Когда-то от Лили я услышала, какими сумеречными могут быть семейные отношения. Но ей самой не изменяли при том ни жизнерадостность, ни оптимизм. Стремясь увидеться с ней, я хотела дополнять, как ей это удается.
Незнакомый мужской голос по телефону ответил, что она больна и видеть ее нельзя. На вопрос, с кем я разговариваю, мне ответили:
— С мужем Елизаветы Егоровны.
Я тоже назвалась, и тогда мне разрешили приехать «на полчаса». Дверь открыл представительный мужчина.
Лили лежала в постели белая как стена и протягивала мне навстречу руки. Оба ее сына сидели за столом, делали уроки. Мальчики тоже вскочили, но новый папа не разрешил отвлекаться. Выразительные взгляды и жесты Лили красноречиво давали понять, что она не только несчастна, но даже боится этого человека. В короткие пару минут, когда мы остались одни, она шепнула:
— Он настоящий садист! Отлучает меня от детей, страшно к ним ревнует!
— Почему у него такая власть над вами? — спросила я, зная ее свободолюбие.
— Сама не знаю, — как-то жалко ответила она.
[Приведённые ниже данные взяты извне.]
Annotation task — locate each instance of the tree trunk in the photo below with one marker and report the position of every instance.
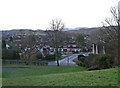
(57, 56)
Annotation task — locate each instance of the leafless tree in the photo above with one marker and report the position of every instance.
(110, 33)
(56, 27)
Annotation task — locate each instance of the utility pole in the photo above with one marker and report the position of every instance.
(118, 33)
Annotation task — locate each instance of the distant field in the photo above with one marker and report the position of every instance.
(60, 76)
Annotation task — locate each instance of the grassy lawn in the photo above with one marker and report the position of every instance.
(60, 76)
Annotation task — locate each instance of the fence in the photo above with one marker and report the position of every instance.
(26, 62)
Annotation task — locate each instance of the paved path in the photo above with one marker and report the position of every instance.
(68, 60)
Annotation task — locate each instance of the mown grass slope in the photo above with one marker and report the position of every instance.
(61, 76)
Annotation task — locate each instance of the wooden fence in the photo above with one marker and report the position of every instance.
(26, 62)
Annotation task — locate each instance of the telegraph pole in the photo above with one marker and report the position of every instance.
(119, 33)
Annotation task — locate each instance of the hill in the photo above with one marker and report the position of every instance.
(61, 76)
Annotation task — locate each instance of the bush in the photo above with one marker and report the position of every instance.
(10, 54)
(98, 61)
(106, 61)
(81, 58)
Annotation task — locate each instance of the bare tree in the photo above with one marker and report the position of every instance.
(56, 27)
(110, 33)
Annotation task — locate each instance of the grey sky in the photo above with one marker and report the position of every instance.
(36, 14)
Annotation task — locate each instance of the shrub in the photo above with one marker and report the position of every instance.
(10, 54)
(81, 58)
(106, 61)
(98, 61)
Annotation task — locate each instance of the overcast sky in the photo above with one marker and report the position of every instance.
(36, 14)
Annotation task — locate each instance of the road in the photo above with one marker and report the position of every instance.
(67, 61)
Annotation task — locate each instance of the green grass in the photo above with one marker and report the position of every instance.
(61, 76)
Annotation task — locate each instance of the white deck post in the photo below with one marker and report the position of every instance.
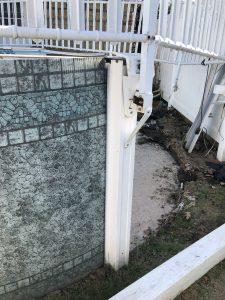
(148, 52)
(119, 171)
(35, 14)
(77, 14)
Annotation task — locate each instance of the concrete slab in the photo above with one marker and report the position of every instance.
(155, 178)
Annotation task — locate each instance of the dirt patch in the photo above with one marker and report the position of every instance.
(198, 208)
(155, 179)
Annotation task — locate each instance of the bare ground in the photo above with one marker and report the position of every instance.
(198, 208)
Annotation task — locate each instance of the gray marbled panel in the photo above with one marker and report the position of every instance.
(52, 173)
Я надеялась поделиться с ней всем происшедшим во Фрунзе.
Ведь снова собиралась ехать туда, тосковала по Эрику… Но ей объяснения не понадобились. Она воскликнула:
— Я вижу, вижу, что виновата перед вами! Вы несчастны! Я это чувствую. Какой ужас!
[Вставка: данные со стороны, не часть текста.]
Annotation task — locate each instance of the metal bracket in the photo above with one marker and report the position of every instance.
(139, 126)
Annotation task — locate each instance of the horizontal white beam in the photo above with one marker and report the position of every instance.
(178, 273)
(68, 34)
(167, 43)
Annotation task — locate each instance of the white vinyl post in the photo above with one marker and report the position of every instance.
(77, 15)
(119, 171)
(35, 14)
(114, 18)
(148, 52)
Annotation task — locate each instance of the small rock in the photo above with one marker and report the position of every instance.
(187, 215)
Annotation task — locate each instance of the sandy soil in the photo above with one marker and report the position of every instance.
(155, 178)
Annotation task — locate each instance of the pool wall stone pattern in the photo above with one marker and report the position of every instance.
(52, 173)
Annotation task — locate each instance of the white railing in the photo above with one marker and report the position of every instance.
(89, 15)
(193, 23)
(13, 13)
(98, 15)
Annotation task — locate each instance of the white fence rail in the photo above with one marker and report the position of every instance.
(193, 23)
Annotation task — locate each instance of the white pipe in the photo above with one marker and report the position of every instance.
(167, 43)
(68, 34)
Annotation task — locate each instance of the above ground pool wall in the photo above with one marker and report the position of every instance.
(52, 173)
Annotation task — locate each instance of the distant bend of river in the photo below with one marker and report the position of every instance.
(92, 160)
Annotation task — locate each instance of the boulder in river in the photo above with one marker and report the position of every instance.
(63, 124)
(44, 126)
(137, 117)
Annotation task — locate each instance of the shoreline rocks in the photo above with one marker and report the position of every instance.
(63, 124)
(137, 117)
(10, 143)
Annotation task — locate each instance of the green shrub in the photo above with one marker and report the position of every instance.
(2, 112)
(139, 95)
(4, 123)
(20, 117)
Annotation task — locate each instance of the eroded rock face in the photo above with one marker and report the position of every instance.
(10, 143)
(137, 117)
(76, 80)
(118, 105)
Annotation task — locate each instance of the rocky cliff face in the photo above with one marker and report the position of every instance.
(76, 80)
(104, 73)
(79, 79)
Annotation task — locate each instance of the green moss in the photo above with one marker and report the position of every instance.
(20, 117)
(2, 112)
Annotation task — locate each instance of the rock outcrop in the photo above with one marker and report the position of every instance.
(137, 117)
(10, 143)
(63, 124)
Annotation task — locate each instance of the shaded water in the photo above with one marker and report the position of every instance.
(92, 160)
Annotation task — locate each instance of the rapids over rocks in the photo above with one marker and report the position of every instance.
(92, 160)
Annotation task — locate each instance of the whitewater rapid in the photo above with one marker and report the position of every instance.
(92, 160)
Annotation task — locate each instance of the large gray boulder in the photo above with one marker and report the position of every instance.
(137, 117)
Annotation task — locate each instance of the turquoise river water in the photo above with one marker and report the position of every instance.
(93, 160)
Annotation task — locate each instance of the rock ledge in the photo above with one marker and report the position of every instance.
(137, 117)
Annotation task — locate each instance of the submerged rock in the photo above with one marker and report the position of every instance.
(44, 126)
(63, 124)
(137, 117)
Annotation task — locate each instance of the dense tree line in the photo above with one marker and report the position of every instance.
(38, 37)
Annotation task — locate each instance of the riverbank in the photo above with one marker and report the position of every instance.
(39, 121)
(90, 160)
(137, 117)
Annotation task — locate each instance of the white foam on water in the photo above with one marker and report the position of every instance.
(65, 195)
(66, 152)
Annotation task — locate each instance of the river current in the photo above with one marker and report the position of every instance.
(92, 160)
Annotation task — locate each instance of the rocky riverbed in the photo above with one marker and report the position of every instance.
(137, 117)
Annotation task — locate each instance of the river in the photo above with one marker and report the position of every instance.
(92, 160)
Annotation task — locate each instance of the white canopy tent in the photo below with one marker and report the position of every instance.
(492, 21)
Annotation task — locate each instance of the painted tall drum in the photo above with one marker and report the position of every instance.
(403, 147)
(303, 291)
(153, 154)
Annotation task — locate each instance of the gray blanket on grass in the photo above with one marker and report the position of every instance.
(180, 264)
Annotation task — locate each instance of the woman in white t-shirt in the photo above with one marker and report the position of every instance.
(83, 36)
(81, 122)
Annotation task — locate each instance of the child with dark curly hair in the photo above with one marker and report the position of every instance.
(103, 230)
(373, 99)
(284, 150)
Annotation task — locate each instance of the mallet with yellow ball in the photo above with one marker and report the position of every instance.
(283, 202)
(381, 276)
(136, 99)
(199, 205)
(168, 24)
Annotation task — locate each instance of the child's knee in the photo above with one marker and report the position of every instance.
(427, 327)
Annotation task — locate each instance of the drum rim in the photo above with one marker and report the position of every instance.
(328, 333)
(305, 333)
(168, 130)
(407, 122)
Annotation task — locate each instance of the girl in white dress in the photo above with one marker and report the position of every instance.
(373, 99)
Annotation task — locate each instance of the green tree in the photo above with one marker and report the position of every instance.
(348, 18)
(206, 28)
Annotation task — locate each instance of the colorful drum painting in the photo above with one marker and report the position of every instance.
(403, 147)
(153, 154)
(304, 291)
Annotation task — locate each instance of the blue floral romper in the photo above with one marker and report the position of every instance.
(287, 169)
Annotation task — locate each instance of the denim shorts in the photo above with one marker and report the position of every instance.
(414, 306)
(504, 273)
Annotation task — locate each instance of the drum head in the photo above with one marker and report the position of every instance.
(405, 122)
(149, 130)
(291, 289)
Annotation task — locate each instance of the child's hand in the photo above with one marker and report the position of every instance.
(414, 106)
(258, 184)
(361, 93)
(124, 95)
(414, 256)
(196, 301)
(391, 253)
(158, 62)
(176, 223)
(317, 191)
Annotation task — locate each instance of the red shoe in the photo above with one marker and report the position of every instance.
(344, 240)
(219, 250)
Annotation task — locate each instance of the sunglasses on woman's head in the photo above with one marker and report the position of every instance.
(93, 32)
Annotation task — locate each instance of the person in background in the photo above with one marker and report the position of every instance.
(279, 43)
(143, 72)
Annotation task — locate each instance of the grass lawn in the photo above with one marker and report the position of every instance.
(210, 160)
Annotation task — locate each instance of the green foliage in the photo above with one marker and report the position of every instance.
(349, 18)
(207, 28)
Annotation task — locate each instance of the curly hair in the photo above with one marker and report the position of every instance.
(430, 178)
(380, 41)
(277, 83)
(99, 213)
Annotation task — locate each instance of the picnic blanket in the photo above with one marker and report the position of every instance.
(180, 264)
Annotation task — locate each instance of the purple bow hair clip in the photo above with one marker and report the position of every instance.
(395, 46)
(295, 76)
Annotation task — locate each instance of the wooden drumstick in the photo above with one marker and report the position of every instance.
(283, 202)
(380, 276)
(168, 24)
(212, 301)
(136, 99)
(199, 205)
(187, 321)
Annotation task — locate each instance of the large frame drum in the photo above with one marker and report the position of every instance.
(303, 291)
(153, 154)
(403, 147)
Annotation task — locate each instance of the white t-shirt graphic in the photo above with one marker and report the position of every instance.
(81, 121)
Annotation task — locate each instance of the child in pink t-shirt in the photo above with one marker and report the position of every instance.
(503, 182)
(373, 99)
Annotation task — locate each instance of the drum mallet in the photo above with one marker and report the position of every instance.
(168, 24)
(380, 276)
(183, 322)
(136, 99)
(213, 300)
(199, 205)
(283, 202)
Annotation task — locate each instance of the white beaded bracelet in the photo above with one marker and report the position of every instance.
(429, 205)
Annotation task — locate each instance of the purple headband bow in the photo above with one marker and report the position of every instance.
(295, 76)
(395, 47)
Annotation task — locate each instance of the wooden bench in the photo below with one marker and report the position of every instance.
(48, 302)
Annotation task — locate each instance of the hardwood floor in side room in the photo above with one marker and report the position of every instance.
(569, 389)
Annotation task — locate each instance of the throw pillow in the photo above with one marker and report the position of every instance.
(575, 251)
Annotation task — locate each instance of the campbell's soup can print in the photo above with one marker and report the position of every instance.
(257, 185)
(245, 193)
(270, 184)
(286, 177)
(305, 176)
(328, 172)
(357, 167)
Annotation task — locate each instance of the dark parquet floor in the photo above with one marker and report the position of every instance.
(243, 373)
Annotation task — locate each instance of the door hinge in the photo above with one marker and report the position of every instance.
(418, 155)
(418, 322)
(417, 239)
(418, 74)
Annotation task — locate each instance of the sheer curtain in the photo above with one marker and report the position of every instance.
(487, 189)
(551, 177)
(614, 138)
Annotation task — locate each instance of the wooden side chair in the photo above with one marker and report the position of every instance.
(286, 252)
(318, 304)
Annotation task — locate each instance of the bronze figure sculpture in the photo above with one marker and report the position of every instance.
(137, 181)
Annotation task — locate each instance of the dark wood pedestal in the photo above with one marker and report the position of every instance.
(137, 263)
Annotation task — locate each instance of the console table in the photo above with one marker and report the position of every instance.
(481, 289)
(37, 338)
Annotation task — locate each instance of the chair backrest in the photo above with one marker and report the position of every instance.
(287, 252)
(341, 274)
Я сидела на краю ее постели. Мы смотрели друг на друга и плакали.
В разговоре по телефону она позднее призналась, что не написала сразу о своем браке, боясь быть непонятой. Но, потрясенная когда-то предательством ее родной сестры, я понимала ее нелегкую, путаную женскую судьбу, как и непоправимость любой вкривь и вкось залаженной жизни.
А объяснения? Никаким объяснениям не дано было снять граничившего с отчаянием недоумения: мама не поделилась замыслом обмена квартиры. Лили — замужеством. Я не могла обойтись без них. Они — могли.
Полузабытые, незначительные на первый взгляд воспоминания сбегались одно к другому, превращаясь в обвинения. Еще до папиного ареста, перетирая как-то пыль, я сняла со стены портреты родителей и, поправляя под стеклом покосившуюся мамину фотографию, обнаружила за ней портрет незнакомого мужчины. Прическа, крой платья свидетельствовали о том, что это давний, времен ее юности, снимок. Я тогда заложила его обратно, маме ничего не сказала. Но старая мамина тайна скреблась в душу! Теперь я понимала: моя мама счастья не знала. А я посмела сказать ей жестокое «зачем?», когда она попросила разрешения кому-то прийти… Сколько она должна была пережить перед тем, как в ее жизни появилось вино. Однажды она отдала себе отчет в том, что не справится с непомерной ношей, не выдюжит ее. Выхода не нашлось. Она сдалась. Я, во зомнившая, что, выйдя замуж по подсказке сердца, смогу поддержать семью, обманула ее надежды, ничем помочь не смогла. Обманула и ее, и себя.